CSRF and RESTful API (symfony2, php)

Question

I'm developing RESTful API using php/symfony2.

Symfony2 comes with CSRF protection out of the box and it works fine when using normal form data (it passes CSRF token to the form and when posted back it expects the same token which is embeded in the form).

Nonetheless this solution is not fit for purpose if you develop RESTful API, where my communication between backend<->frontend is purely JSON based. Because of that I disabled CSRF.

I'm aware not having CSRF token is not safe, so I'm wondering what's the most optimal way to have CSRF with RESTful API.

One idea in mind is to have specific URL eg /api/generate/csrf, which can be called by frontend then append token to json request.

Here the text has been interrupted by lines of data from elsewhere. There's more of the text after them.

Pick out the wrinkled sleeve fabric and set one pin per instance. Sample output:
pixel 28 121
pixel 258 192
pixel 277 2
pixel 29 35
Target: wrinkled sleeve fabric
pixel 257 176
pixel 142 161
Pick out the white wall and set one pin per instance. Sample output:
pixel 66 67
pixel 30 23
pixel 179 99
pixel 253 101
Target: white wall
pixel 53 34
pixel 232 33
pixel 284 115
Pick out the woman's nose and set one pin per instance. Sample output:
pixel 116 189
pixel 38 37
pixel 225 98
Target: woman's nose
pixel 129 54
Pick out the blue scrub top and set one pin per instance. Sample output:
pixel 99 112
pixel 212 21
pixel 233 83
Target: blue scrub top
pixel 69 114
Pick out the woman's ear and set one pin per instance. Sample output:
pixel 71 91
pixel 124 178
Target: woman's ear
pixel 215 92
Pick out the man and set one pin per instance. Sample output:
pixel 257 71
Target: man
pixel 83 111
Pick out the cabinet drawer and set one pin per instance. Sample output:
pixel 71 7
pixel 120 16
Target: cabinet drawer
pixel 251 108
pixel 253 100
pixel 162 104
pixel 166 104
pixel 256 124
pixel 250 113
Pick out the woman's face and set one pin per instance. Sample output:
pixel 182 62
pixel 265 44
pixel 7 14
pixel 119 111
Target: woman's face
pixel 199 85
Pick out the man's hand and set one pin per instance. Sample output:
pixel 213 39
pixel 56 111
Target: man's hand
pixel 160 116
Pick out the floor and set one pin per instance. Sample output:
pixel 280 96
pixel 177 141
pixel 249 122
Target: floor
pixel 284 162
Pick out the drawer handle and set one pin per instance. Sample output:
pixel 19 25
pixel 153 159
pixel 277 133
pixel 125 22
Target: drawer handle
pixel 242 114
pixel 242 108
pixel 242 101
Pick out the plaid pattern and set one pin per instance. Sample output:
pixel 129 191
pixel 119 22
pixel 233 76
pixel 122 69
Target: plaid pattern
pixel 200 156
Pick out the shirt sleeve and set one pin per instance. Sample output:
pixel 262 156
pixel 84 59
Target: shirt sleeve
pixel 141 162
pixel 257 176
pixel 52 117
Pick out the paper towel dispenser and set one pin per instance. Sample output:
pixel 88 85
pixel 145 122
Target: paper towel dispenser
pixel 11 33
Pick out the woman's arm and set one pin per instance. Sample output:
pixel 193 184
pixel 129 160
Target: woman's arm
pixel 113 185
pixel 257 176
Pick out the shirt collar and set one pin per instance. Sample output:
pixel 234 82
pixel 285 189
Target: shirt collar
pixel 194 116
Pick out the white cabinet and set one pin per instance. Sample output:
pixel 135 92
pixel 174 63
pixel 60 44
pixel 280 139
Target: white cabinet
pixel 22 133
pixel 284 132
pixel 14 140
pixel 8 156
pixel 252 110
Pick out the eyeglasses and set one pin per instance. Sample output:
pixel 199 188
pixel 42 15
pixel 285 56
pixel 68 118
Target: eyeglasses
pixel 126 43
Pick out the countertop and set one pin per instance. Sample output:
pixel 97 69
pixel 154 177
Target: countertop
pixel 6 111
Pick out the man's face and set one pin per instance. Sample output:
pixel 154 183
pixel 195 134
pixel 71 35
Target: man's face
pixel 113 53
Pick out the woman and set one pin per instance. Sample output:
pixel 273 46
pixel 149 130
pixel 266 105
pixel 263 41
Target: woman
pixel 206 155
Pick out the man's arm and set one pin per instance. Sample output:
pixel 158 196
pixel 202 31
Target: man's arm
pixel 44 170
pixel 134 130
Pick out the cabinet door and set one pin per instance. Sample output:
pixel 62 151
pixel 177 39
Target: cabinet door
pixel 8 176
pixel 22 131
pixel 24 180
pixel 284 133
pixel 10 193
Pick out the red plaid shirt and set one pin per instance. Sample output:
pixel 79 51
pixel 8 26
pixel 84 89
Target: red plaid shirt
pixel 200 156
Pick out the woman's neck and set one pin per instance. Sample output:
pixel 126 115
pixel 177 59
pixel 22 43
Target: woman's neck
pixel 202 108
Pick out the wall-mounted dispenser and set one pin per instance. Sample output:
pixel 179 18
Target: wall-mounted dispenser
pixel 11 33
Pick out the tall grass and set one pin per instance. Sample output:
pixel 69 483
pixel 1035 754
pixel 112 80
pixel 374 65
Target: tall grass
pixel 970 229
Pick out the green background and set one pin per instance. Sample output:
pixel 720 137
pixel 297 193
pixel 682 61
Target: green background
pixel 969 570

It doesn't sound as the safest way as token technically could be generated by anyone.

What's the best way to approach CSRF problem when developing RESTful APIs.

Cheers, Richard

Answer 1

Remember that you only need CSRF protection when your REST client is using session based authentication, otherwise CSRF protection won't help you.

If your requests DO use session based authentication, I would include the CSRF token as a header. Something like:

CSRF-Token: dfsa0jr3n2io20a;

Answer 2

I'm working on this issue too. Here is my original question .

I have a theoretical solution so far, but I'm not quite sure it will work. Maybe somebody can comment.

1. Add the CSRF TOKEN to the API response cookie readable by the JS application;
2. Send it with the request as X-CSRF-TOKEN header value by the JS application;
3. Verify the CSRF TOKEN on the API.